The blowouts of Women’s World Cups past are becoming less frequent. It would not be true that every one of the 32 teams competing has a shot. At this level, some of them just barely have a heartbeat. But none should embarrass themselves.

As has become its habit, Canada enters this as a bit of a surprise package. Could it win it? Sure.

That’s not an assured ‘sure.’ It’s more of a tossed off ‘sure.’

First thing – get out of the group. Not easy, but that should be doable. The real question is whether or not it can beat Australia in Australia. That match on July 31 is outlined in red as a tournament tipping point.

Finishing second in the group would not be good – putting them on an immediate intercept course with tournament co-favourite, England.

Even if Canada does win Group B, it will most likely have to go through France. That’s not great either. Beyond that, you’ve still got Brazil, Germany and Norway lurking about between here and the semi-finals.

And then in the final, you just know who it’s going to be – USA. The Canadian team has never been able to find any route in any significant tournament that does not eventually run it up against its best enemies.

It used to be in a Women’s World Cup that plotting the route for your team – assuming your team was any good – wasn’t hard.
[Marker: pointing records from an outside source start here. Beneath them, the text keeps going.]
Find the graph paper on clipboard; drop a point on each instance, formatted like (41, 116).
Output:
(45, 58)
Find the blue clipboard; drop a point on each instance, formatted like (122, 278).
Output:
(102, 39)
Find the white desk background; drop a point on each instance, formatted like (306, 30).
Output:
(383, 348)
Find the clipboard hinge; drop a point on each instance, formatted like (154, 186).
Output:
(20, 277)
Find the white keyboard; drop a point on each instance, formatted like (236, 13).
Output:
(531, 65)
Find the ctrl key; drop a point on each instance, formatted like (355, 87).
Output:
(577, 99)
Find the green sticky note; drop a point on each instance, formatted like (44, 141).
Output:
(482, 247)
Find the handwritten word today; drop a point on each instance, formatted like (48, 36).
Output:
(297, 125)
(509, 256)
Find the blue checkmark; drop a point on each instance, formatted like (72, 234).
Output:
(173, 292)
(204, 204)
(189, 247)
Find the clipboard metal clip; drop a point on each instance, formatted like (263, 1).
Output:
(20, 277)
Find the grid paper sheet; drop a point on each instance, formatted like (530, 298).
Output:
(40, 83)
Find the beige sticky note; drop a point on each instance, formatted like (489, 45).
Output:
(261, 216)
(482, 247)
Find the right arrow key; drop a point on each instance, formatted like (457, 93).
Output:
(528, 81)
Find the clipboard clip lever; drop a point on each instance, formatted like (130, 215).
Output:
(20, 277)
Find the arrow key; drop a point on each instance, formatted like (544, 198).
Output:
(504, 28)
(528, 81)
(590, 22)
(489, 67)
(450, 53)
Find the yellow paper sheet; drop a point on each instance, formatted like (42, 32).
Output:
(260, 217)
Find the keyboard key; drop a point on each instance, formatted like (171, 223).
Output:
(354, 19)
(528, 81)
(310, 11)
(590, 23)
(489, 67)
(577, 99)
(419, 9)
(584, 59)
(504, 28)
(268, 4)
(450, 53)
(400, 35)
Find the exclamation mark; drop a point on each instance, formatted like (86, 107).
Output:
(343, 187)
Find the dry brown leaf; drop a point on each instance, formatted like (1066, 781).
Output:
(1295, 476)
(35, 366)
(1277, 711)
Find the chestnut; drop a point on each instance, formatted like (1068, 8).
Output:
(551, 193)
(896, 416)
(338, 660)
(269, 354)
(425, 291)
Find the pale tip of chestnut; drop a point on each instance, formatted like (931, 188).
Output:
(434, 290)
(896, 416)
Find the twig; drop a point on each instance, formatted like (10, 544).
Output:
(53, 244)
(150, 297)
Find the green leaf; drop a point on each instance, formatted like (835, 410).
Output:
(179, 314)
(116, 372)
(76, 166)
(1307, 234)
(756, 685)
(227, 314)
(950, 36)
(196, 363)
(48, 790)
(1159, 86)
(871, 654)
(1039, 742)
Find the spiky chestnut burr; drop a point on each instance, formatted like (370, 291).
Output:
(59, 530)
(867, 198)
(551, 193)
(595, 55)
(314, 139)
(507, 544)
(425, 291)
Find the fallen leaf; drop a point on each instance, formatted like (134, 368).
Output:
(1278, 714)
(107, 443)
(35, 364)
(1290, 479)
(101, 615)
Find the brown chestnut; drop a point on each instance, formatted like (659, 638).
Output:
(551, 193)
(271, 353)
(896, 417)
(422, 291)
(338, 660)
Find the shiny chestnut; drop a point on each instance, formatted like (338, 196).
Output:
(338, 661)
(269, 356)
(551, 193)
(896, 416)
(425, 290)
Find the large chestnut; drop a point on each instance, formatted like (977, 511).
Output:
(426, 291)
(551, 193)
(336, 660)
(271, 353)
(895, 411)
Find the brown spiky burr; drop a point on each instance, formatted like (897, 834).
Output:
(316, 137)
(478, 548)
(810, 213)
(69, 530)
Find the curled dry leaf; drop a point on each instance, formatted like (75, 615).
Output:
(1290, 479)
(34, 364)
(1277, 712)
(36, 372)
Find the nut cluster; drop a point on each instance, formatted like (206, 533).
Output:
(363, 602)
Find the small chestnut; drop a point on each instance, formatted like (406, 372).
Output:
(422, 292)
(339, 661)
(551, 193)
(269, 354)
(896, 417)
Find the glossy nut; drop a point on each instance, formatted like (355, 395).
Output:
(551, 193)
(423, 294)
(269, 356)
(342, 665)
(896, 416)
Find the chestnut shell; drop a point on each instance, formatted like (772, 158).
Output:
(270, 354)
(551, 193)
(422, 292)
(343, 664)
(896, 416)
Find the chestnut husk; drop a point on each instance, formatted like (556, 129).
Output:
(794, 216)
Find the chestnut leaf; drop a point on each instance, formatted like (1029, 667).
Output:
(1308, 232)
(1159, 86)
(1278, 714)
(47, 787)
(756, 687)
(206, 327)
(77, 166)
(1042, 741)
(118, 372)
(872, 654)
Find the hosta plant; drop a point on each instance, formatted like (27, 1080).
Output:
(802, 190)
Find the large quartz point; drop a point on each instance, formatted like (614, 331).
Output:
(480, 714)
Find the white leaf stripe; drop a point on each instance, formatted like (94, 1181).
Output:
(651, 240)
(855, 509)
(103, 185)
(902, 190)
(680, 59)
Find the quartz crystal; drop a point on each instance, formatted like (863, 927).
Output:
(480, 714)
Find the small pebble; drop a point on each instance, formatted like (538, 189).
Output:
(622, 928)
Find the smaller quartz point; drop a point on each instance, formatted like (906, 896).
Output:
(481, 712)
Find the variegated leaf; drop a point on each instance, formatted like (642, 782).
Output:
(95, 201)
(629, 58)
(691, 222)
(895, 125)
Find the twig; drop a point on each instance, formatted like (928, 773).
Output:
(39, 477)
A few speed bumps and then the brick wall of the United States. That’s all it was.

Now it’s a series of trap-doors. At least a dozen teams are good enough to put a scare up the world’s best on any given day.

There is a scenario in which Ireland or Nigeria – the other two teams in Canada’s group – are the ones celebrating a famous victory over a defending Olympic gold medalist.

Which is all to say that, in 2023, the Women’s World Cup is no longer arriving. It’s arrived.